NSX-T Edge Dataplane memory exhaustion due to IDPS or L7 (DNS profile) configured on the Gateway Firewall
search cancel

NSX-T Edge Dataplane memory exhaustion due to IDPS or L7 (DNS profile) configured on the Gateway Firewall

book

Article ID: 318306

calendar_today

Updated On:

Products

VMware NSX VMware vDefend Firewall

Issue/Introduction

  • You have configured IDPS and/or L7 (DNS profile) rule on a Gateway Firewall.
  • The NSX-T UI displays an alarm "Edge DataPath memory usage is over 85%” and "Edge DataPath memory usage is 100%” messages.
  • You may see the errors in the edge node logs:
    /var/log/nsx-event.log
    2023-02-12T17:12:13.281Z edge01 NSX 5229 FABRIC [nsx@6876 comp="nsx-edge" subcomp="datapathd" s2comp="stats" tname="stats22" level="ERROR" eventId="vmwNSXEdgeMpoolUsage"] {"event_state":100,"event_external_reason":"Edge datapath memory usage is over 85%","event_src_comp_id":"<src_id>","event_sources":{"pool_name":"pfdnsdnpl"}} 
  • You may see similar error entries in the NSX Edge node log file /var/log/syslog
    2023-02-12T17:12:13.281Z edge01 datapath-systemd-helper 5121 - - 2023-02-12T17:12:13.281Z datapathd 5229 firewalldp [ERROR] pf_set_state_dns_transaction_id: fqdn, failed to malloc dns trans on empty list
    2023-02-12T17:14:13.281Z edge01 datapath-systemd-helper 5121 - - 2023-02-12T17:14:13.281Z datapathd 5229 firewalldp [ERROR] pf_set_state_dns_qname: fqdn failed to find transaction with id 0
  • If you run the command 'edge-appctl -t /var/run/vmware/edge/dpd.ctl mempool/show' as the root user on the edge node, you will see the available_entries is 0 and the in_use count is not decrementing.
root@edge01:/# edge-appctl -t /var/run/vmware/edge/dpd.ctl mempool/show
   "available_entries": 0,
        "available_entries_in_cache": 0,
        "cache_size_per_core": 512,
        "description": "Stateful Service FQDN DNS Pool",
        "elt_size": 104,
        "flags": 16,
        "header_size": 64,
        "in_use_count": 524288,
  • You may experience DataPath issue with DNS traffic when this alert occurs.

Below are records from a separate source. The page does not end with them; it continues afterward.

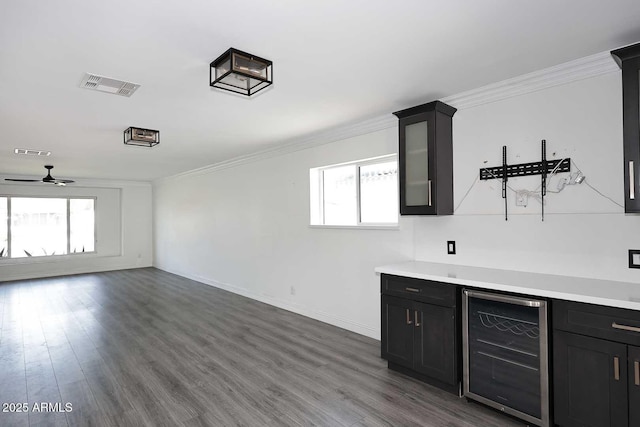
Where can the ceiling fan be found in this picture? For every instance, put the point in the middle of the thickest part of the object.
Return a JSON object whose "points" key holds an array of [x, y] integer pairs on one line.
{"points": [[47, 179]]}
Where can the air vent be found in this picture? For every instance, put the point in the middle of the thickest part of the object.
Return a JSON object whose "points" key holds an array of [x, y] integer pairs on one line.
{"points": [[108, 85], [29, 152]]}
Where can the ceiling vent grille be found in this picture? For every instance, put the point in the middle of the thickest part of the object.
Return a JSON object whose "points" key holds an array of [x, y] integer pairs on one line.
{"points": [[30, 152], [108, 85]]}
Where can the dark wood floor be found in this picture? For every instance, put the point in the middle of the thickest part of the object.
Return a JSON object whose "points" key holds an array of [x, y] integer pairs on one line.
{"points": [[144, 347]]}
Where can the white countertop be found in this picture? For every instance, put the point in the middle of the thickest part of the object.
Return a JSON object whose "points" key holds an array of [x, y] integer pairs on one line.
{"points": [[593, 291]]}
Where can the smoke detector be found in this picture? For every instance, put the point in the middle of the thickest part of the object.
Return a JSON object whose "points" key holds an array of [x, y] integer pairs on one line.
{"points": [[108, 85]]}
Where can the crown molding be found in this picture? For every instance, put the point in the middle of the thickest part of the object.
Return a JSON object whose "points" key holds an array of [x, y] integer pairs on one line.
{"points": [[579, 69], [297, 144]]}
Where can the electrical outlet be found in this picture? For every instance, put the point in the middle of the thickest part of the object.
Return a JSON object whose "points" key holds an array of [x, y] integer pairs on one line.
{"points": [[522, 198], [451, 247]]}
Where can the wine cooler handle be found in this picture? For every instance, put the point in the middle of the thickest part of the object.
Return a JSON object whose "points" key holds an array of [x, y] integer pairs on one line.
{"points": [[632, 181]]}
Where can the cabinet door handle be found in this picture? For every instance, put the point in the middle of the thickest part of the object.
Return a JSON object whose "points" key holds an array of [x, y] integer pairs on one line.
{"points": [[632, 181], [409, 321], [615, 325]]}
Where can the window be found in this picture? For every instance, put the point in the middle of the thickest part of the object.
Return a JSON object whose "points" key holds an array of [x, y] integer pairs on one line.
{"points": [[361, 193], [43, 226]]}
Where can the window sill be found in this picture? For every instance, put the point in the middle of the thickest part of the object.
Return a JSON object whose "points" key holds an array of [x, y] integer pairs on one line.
{"points": [[358, 227]]}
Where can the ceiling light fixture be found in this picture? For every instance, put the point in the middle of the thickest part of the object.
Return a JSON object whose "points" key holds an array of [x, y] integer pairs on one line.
{"points": [[30, 152], [240, 72], [141, 137]]}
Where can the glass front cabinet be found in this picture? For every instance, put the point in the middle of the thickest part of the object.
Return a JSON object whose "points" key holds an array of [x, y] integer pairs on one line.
{"points": [[426, 159], [628, 58]]}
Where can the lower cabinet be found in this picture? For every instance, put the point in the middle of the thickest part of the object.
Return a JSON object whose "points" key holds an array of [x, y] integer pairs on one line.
{"points": [[596, 366], [420, 338]]}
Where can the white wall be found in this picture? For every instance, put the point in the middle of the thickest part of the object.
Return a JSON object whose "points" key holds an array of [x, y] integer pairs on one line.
{"points": [[246, 229], [583, 233], [123, 226]]}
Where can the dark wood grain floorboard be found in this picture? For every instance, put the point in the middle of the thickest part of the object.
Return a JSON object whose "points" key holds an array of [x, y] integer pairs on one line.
{"points": [[148, 348]]}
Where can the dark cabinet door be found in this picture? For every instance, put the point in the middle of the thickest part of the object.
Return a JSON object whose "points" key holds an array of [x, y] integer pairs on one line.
{"points": [[435, 348], [629, 60], [425, 159], [590, 381], [397, 330], [634, 385]]}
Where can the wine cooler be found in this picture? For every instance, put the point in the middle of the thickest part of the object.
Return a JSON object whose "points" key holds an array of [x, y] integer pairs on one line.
{"points": [[505, 354]]}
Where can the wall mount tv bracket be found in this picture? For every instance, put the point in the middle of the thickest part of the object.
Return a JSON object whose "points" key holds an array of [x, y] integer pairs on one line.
{"points": [[542, 168]]}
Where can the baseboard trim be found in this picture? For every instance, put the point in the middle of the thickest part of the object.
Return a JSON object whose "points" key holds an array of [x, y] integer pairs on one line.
{"points": [[70, 272], [283, 304]]}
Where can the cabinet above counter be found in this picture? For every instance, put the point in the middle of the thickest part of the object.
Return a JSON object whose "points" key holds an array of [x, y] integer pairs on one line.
{"points": [[592, 291]]}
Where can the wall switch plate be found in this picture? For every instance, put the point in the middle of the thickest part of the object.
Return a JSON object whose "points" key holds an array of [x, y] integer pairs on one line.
{"points": [[634, 258], [522, 198]]}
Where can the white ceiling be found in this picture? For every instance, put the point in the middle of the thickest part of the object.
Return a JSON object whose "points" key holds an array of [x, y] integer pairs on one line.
{"points": [[336, 62]]}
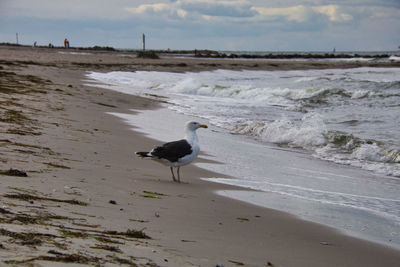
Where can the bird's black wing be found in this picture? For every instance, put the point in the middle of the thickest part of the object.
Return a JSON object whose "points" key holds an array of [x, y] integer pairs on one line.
{"points": [[172, 151]]}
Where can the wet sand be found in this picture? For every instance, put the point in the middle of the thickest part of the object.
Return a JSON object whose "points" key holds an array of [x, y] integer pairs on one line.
{"points": [[87, 199]]}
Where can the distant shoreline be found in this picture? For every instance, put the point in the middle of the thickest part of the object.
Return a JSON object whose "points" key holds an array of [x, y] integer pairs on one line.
{"points": [[205, 53]]}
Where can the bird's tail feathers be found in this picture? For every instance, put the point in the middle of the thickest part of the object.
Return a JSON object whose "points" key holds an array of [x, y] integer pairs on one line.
{"points": [[143, 154]]}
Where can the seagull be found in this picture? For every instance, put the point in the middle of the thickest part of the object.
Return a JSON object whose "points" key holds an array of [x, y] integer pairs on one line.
{"points": [[177, 153]]}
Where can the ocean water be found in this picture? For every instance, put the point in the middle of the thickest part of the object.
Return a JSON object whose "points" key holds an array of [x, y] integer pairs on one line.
{"points": [[321, 144]]}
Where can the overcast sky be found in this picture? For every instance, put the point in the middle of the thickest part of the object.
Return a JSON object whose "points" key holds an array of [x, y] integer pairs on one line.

NOTE: The preceding log excerpts are only examples. Date, time and environmental variables may vary depending on your environment.

Environment

VMware NSX-T Data Center
VMware NSX-T Data Center 3.x
VMware vDefend Firewall

Cause

The issue occurs due to a memory leak, which can occur under the following conditions:
  • When both IDPS and L7, is enabled packets are sent to both, this can result out of memory issue.
  • When IDPS is disabled and L7 is enabled, packets are sent to the dnsparser, this can result out of memory issue.
  • When IDPS is enabled and L7 is disabled, packets are sent to both, this can result out of memory issue.

Resolution

This issue is resolved in VMware NSX-T version 3.2.3 available at Broadcom Downloads.
If you are having difficulty finding and downloading software, please review the Download Broadcom products and software KB.

Workaround:
  • Disable the DNS layer 7 rule in the Gateway Firewall.
  • As admin user on the NSX-T Edge Node, restart the datapathd process using the following command, this will clear the memory pool:
    edge01> restart service dataplane
Note: When restarting the data plane service, no traffic will be processed by the edge node, either move services to another edge node before restarting the service or plan this for a maintenance window if you wish to avoid data plane impact.